Abstract

BackgroundRecurrences after radical esophagectomy are common. The prognosis for recurrent esophageal cancer is generally poor. Recurrences usually occur between 1 and 3 years of surgery, with the duration of median survival after recurrence ranging from 5 to 10 months. The number of sites and involved organs vary among patients. Consequently, a standard therapeutic strategy has not been established, and the role of surgery in the management of recurrence is unclear.Case presentationA 67-year-old man presented with dysphagia 6 months previously and was diagnosed with esophageal squamous cell carcinoma (ESCC) in the upper thoracic region (T2M0M0, stage IB), for which he underwent thoracoscopy-assisted esophagectomy and lymphadenectomy. Adjuvant chemotherapy was not prescribed.
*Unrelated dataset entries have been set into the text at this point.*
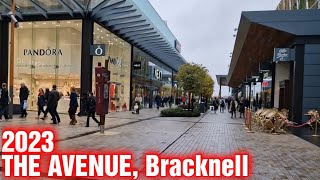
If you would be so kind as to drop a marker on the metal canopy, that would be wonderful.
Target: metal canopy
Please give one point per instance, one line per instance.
(260, 32)
(136, 21)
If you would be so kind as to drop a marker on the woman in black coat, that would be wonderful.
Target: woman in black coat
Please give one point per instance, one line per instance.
(73, 106)
(4, 101)
(242, 106)
(41, 103)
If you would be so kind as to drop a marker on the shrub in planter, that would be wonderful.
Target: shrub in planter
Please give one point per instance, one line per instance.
(179, 112)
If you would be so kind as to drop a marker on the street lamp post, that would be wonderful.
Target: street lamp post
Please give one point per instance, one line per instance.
(13, 25)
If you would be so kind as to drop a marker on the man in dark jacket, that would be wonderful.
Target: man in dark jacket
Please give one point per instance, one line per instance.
(158, 100)
(4, 101)
(91, 109)
(23, 95)
(53, 99)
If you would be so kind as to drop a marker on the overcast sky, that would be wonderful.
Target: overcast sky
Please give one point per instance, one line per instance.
(205, 28)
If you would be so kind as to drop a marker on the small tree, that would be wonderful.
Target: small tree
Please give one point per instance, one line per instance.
(191, 77)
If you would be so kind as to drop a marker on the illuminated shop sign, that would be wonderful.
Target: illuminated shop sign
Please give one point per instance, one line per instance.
(136, 65)
(115, 61)
(98, 50)
(283, 54)
(157, 74)
(42, 52)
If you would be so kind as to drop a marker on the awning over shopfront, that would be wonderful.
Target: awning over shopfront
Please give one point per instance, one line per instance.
(260, 32)
(222, 80)
(133, 20)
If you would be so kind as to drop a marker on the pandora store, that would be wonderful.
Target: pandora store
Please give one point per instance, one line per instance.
(53, 52)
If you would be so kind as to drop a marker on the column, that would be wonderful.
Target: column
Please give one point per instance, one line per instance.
(4, 49)
(86, 58)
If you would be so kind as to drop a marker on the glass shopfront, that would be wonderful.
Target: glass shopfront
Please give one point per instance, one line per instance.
(151, 77)
(118, 54)
(47, 53)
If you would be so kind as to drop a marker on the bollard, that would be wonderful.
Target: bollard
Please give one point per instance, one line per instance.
(316, 128)
(249, 118)
(246, 118)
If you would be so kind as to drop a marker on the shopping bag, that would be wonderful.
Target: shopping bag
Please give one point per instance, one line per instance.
(25, 105)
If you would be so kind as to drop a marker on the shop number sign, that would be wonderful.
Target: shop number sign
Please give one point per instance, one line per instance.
(98, 50)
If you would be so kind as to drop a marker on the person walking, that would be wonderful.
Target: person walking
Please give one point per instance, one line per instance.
(41, 102)
(4, 101)
(73, 106)
(222, 105)
(233, 108)
(157, 99)
(242, 106)
(138, 101)
(23, 95)
(53, 99)
(91, 109)
(46, 97)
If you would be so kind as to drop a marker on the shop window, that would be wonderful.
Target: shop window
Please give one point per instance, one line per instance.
(47, 53)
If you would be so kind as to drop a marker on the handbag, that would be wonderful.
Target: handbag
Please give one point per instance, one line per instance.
(25, 105)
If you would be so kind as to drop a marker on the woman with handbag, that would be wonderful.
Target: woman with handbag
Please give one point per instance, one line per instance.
(4, 101)
(41, 103)
(73, 105)
(138, 101)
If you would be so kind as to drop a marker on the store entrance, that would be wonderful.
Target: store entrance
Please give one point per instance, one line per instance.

Three years after the operation, he developed a solitary metastasis in the left lung, requiring segmentectomy followed by chemotherapy with combined cisplatin (CDDP) and 5-fluorouracil (5-FU). The following year, a metastatic lesion was recognized in the right lung, invading the chest wall, for which he underwent partial lobectomy with local chest wall resection. Multiple mediastinal and abdominal lymph node (LN) metastases were detected in the right lung a year later, which necessitated chemoradiation to a dose of 50.4 Gy with concomitant CDDP and 5-FU. Post-treatment computed tomography (CT) showed a good response. Positron emission tomography (PET)-CT revealed a reduction in the metastatic LNs with no fluoro-deoxy-glucose (FDG) uptake. The following year, metastases were detected in the left cervical LNs. Owing to the limited extent of metastases, resection was followed by chemoradiation to a dose of 50 Gy with CDDP and 5-FU. The following year, metastases were detected in the mediastinal LNs; chemotherapy was administered with nedaplatin and docetaxel. The follow-up CT and PET-CT demonstrated complete disappearance of the tumor, and the patient is currently surviving without recurrence for 11 years from the first curative operation.ConclusionsThis case demonstrates that aggressive multidisciplinary treatment including surgery and radiation to achieve local control could be a meaningful treatment strategy in cases with limited and slowly occurring recurrences.

Highlights

  • This case demonstrates that aggressive multidisciplinary treatment including surgery and radiation to achieve local control could be a meaningful treatment strategy in cases with limited and slowly occurring recurrences

  • In terms of the patterns of recurrence, locoregional, hematogenous, and mixed types were seen in 54%, 36%, and 10% of the patients, respectively [8], which reflected the trends in previous reports [9,10,11,12,13]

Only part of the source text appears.